Cette idée de rencontrer l’Autre et de renoncer aux idées pré́établies que nous avons les uns sur les autres est certainement une des clés d’un monde meilleur. »

D’ailleurs ce film est comme inséré dans une sorte de parenthèse ironique, Lioha demande à Laura : comment dit-on je t’aime en Finnois ? « haista vittu » (va te faire foutre) lui répond-elle. À la fin du film Lihoa écrit maladroitement sa déclaration d’amour à Laura : « haista vittu » lui écrit-il. La dernière image, c’est le sourire de Laura, sans doute songe-t-elle qu’au moment où elle lui disait va-te-faire foutre, c’était exactement à son insu, ce qu’il lui arrivait. Et alors elle songe que celui qui lui écrit va te faire foutre, c’est celui qui veut se rapprocher d’elle.    

PS 1 : les critiques citées sont pour le bleu du miroir ne sont pas signées, pour Critikat la citation est de Etienne Cimetière-Cano.

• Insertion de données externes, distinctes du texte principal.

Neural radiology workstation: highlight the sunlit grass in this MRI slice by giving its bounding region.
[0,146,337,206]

PS 2 : De la critique d’Etienne Cimetière-Cano, je retiens ce superbe passage :  « le voyage se ressent enfin dans toute sa poésie nostalgique, à l’image de ce très beau plan hypnotique filmé à l’arrière du train de nuit, alors que les rails s’éloignent sous la neige et le brouillard, et que résonne un monologue de Laura. Le film s’oublie alors pour un temps, s’abandonnant à la contemplation du paysage glacé et au plaisir d’un temps suspendu. » J’avais éprouvé cette même sensation de beauté, mais en aucun cas ne l’aurais aussi bien dit ! 

Tous mes voeux de bonne année accompagnent ce film!